The effect of the county’s resolution is to “prohibit what was once permitted, [which] changes the character of the property in contradiction to its current zoning, and is in direct contradiction with stated planning goals adopted in the Whatcom County Comprehensive Plan,” Tom Westergreen, log manager for the Great Western Lumber Company of Everson, argued in a brief to the hearings board.

Yet the GMHB found county zoning clearly allows park uses within its commercial forestry districts. The regulations allow trails and trailheads, as well as (surprise!) watershed management projects and creation of a forest preserves as permitted uses throughout lands zoned CF.

“The fact is that there are uses allowed in the CF zone that allow what is contemplated, just like the other county parks that are in the CF zone. Small parking lots, trails and a forest,” former Whatcom County Planning Director David Stalheim observed. When he was director of Planning and Development Services, Stalheim filed an opinion that a park-like preserve is permitted in commercial forestry districts; by corollary, the lands should permit a preserve-like park.

“A challenge to the land uses allowed in the commercial forestry district would be untimely as the county’s development regulations were adopted and not appealed years ago,” the hearing board agreed. The complaint should have been made then, not years later as park uses proliferated in county forests.

The hearings board also found merit in the county’s argument that the GMHB lacked jurisdiction to hear the argument because “a change in ownership is not a change in land use,” board members noted, and the county had made no amendments to comprehensive plans or development regulations that might trigger review by the GMHB. The board agreed, and dismissed the case.

While the decision appears to resolve the issue of whether trees can remain standing on the shores of a drinking water reservoir for 90,000 people, and is perhaps the last battle of the Reconveyance civil war, the complaint of foresters is essentially the flip-side of complaints about the county’s proposed ordinance to allow slaughterhouses throughout the Ag zone—the slow creep of uses that are not central to, and perhaps in conflict with, the original purpose of the land use protection.

“My complaint was that the county did not go through the process necessary to de-designate and rezone the land from CF to a use that allows park land,” Jack Petree explained.
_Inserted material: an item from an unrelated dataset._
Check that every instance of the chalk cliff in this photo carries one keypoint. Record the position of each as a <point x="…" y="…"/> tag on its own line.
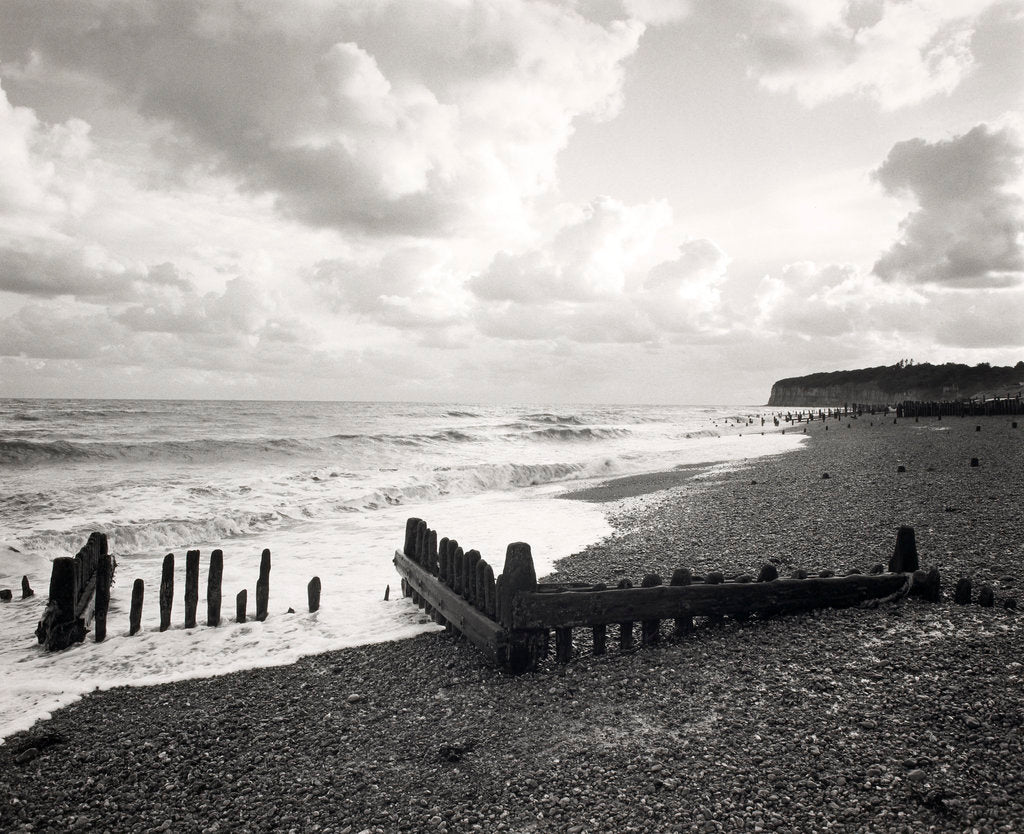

A forestry industry consultant, Petree was one of the petitioners to the failed GMHB challenge. “The county has no intention of a rezone now… it got away with it.”

Through similar sleight-of-hand the county has created dozens of non-farm uses throughout its agricultural zone—everything from “family day care homes,” “adult family homes,” “mental health facilities that provide residential treatment,” and “substance abuse facilities” as permitted uses. Accessory uses include “bed and breakfast establishments” and “mini-day care homes.” The county proposes slaughterhouses as compatible with agriculture, but is silent on whether slaughterhouses are compatible with day care centers, which are also permitted in the Ag zone.

As we’ve noted before, the inability of loggers to get at those final stands around Lake Whatcom is hardly the most fatal ailment of the dying timber industry; likewise, permitting accessory slaughterhouses is likely not the most fatal ailment of a dying farm industry in Whatcom County. Both industries suffer the wounds of a thousand cuts.

What a shame the timber beasts weren’t arguing for resource protection and the merits of GMA at every step as thousands of forested acres were being stripped and converted to other uses. What a shame they’re fighting for 8,000 acres when 100 times that timber acreage was lost statewide between 1978 and 2001, mostly to suburban and rural development, according to DNR. What a shame they’re not standing up as similar conversions threaten to destroy the ag industry.

Ironically, the same county folks snarling about the Reconveyance are cheering for slaughterhouses, so embroiled in a “hippie-punching” culture war they’re unable to see that the issues are of similar currency.